The Letter communicating the “No Objection” from the SEC is dated 23 December 2019 and was signed by Mr. Emomotimi Agama, Head, Registration, Exchanges, Market Infrastructure and Innovation Department. The receipt of the No Objection constitutes the satisfaction of a condition precedent to the planned demutualization of the NSE.
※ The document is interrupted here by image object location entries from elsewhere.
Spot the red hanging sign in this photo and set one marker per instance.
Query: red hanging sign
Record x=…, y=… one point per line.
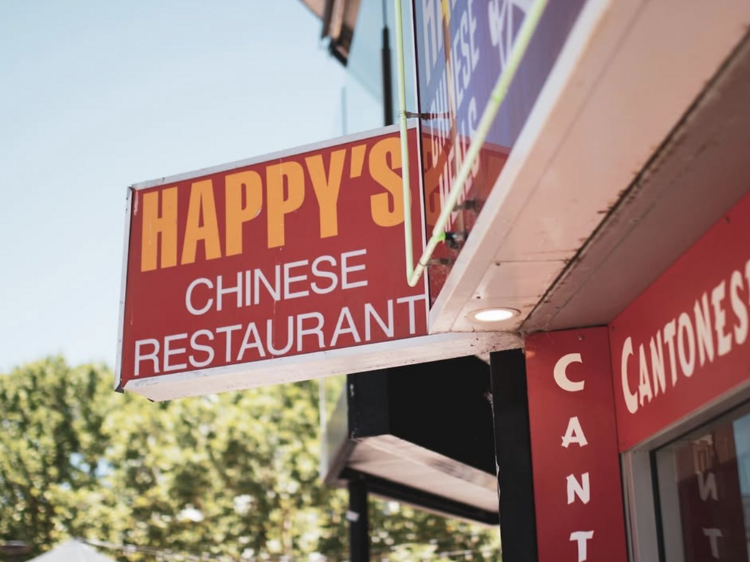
x=577, y=483
x=259, y=261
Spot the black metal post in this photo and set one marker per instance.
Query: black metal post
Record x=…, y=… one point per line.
x=359, y=534
x=510, y=405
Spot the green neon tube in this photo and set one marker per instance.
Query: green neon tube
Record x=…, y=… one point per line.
x=499, y=91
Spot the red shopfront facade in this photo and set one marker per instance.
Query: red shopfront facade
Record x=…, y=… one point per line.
x=640, y=430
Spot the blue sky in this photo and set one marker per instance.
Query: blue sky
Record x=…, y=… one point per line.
x=95, y=96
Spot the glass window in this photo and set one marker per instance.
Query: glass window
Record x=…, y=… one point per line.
x=704, y=492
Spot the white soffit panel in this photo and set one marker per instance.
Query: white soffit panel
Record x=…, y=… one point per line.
x=628, y=73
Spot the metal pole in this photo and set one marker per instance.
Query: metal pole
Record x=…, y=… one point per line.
x=359, y=534
x=387, y=73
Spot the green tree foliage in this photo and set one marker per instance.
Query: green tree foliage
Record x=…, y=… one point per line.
x=227, y=477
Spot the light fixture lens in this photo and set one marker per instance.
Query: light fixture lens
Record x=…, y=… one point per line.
x=494, y=314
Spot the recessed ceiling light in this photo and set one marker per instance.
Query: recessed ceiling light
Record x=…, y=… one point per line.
x=494, y=314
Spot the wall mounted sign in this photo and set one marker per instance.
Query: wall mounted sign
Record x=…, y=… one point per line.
x=462, y=46
x=577, y=483
x=684, y=341
x=247, y=265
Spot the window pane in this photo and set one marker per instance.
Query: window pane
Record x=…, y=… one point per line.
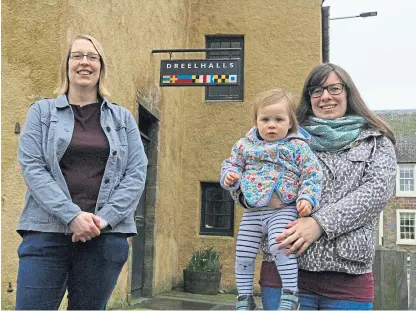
x=223, y=222
x=217, y=210
x=225, y=93
x=214, y=194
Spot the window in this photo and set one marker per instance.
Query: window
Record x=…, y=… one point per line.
x=405, y=180
x=217, y=212
x=232, y=92
x=406, y=226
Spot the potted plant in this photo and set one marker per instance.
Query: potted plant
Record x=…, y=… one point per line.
x=202, y=274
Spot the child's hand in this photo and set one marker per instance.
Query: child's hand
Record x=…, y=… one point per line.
x=304, y=208
x=231, y=178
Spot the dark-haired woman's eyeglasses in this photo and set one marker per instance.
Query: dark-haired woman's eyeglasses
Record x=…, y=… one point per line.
x=333, y=89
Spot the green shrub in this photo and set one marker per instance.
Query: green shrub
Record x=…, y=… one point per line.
x=205, y=259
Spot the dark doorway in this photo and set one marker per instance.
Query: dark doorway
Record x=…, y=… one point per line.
x=142, y=244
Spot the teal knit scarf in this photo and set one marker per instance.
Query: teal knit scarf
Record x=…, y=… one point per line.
x=332, y=135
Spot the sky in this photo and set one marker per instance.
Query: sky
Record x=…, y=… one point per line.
x=378, y=52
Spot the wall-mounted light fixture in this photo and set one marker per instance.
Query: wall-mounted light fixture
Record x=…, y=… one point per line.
x=17, y=128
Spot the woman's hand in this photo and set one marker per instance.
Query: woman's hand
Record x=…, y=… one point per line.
x=299, y=235
x=85, y=226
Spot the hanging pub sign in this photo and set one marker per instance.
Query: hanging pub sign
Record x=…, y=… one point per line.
x=200, y=72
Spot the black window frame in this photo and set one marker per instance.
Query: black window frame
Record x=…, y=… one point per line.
x=226, y=197
x=216, y=41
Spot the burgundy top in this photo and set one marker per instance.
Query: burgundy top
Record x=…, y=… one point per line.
x=84, y=161
x=336, y=285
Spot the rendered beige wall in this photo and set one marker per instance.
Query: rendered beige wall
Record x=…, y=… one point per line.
x=34, y=36
x=282, y=43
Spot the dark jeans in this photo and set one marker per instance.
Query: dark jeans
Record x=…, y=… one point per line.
x=50, y=263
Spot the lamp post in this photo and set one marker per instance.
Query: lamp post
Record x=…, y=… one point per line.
x=365, y=14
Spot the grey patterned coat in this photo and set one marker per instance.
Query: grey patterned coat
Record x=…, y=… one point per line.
x=357, y=183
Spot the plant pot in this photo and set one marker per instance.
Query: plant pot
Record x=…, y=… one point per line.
x=201, y=282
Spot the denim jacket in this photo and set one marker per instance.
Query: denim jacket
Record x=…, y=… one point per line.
x=45, y=137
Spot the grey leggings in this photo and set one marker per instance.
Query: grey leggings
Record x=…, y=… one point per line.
x=253, y=226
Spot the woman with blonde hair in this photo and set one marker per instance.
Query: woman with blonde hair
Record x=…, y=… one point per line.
x=84, y=165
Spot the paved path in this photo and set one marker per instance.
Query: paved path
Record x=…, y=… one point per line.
x=186, y=301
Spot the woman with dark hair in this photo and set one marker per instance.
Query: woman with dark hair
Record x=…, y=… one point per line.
x=84, y=165
x=335, y=243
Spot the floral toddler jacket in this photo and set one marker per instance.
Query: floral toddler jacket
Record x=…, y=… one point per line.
x=287, y=166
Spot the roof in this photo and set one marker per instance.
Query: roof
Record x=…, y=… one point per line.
x=403, y=123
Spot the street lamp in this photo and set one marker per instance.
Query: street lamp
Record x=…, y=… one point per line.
x=365, y=14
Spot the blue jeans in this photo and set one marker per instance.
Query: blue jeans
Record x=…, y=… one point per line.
x=270, y=297
x=50, y=263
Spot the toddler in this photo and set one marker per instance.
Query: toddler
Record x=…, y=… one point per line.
x=279, y=177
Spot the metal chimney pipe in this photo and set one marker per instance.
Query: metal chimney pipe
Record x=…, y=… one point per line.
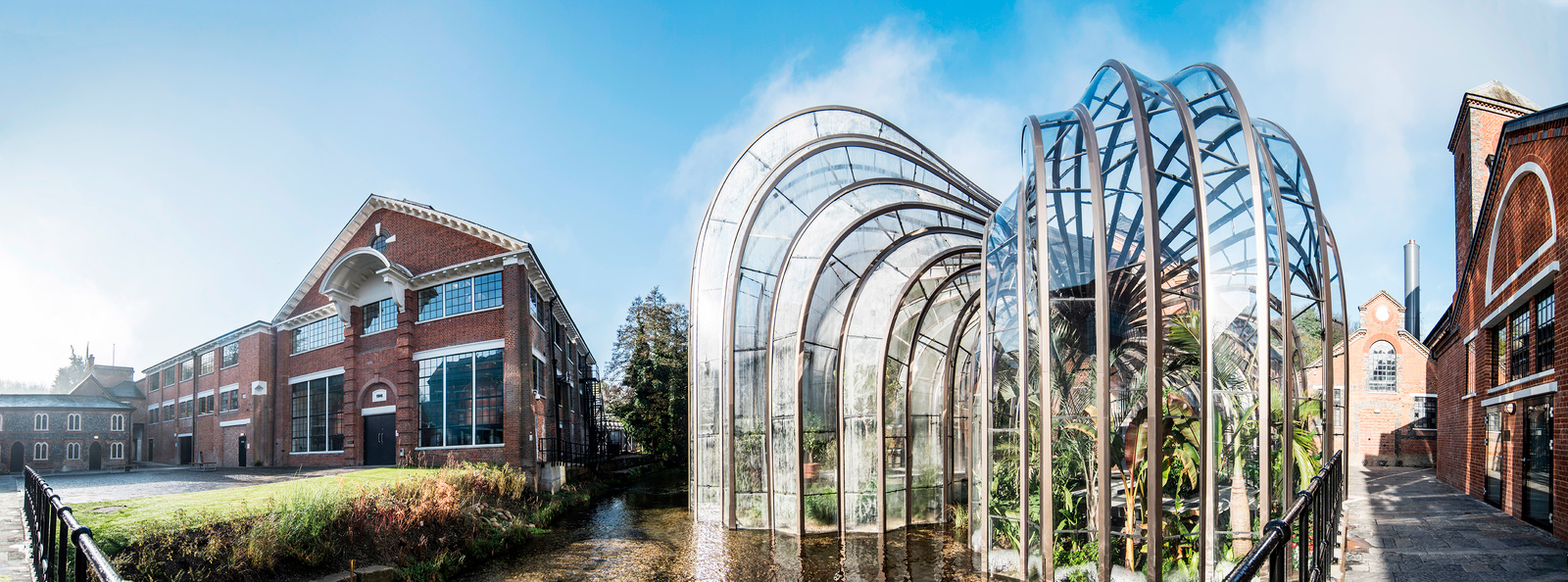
x=1413, y=289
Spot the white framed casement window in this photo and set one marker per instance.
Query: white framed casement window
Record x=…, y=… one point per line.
x=231, y=355
x=1424, y=412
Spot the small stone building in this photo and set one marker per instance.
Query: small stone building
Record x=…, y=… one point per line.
x=85, y=430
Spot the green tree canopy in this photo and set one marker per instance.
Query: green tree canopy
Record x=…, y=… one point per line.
x=648, y=372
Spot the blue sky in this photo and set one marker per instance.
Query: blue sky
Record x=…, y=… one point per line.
x=170, y=171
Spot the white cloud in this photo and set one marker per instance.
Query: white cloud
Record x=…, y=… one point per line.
x=896, y=71
x=1371, y=91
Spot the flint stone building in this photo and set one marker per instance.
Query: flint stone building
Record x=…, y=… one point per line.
x=83, y=430
x=417, y=338
x=1497, y=344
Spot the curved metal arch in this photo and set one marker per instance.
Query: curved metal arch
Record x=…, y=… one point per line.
x=882, y=370
x=843, y=333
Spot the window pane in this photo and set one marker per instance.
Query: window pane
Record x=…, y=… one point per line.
x=318, y=414
x=460, y=401
x=231, y=355
x=486, y=291
x=302, y=424
x=318, y=334
x=334, y=412
x=459, y=297
x=428, y=303
x=431, y=402
x=488, y=397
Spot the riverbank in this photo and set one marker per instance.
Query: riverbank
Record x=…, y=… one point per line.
x=425, y=522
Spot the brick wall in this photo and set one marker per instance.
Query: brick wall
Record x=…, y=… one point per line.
x=1523, y=219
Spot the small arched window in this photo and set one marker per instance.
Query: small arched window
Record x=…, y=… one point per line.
x=1382, y=367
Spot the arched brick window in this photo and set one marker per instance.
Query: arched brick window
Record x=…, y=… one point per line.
x=1382, y=367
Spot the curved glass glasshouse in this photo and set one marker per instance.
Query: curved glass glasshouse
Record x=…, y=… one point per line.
x=1105, y=370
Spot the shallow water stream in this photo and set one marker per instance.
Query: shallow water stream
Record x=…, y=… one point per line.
x=647, y=534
Commenting on this development, Mr. Oscar N. Onyema, OON, Chief Executive Officer, NSE said, “We are very pleased to receive the Securities and Exchange Commission’s No-Objection to our plan to demutualize. With this consent, the Exchange will proceed quickly to the next phase of holding a Court Ordered Meeting and an Extraordinary General Meeting to pass requisite resolutions including the approval of the draft Constitution; basis of allotment and split of shares between members; approval of new Board of Directors; and approval of new corporate governance and regulatory structures.”
Also commenting, Otunba Abimbola Ogunbanjo, President, National Council, NSE stated that “We have passed yet another important milestone in our quest to become a demutualised Exchange. Members of the Exchange in March 2017 passed crucial resolutions that authorised the Council and Management to proceed with the process leading up to the demutualisation of the Exchange. We will continue to work with relevant regulators to ensure the exercise is completed accordingly and assure stakeholders of transparency throughout the process.”
On August 29, 2018, President Muhammadu Buhari signed the Demutualisation of The Nigerian Stock Exchange Bill (Demutualisation Bill or the Bill) into law. The Bill authorizes NSE to convert to a shareholder-owned public company limited by shares.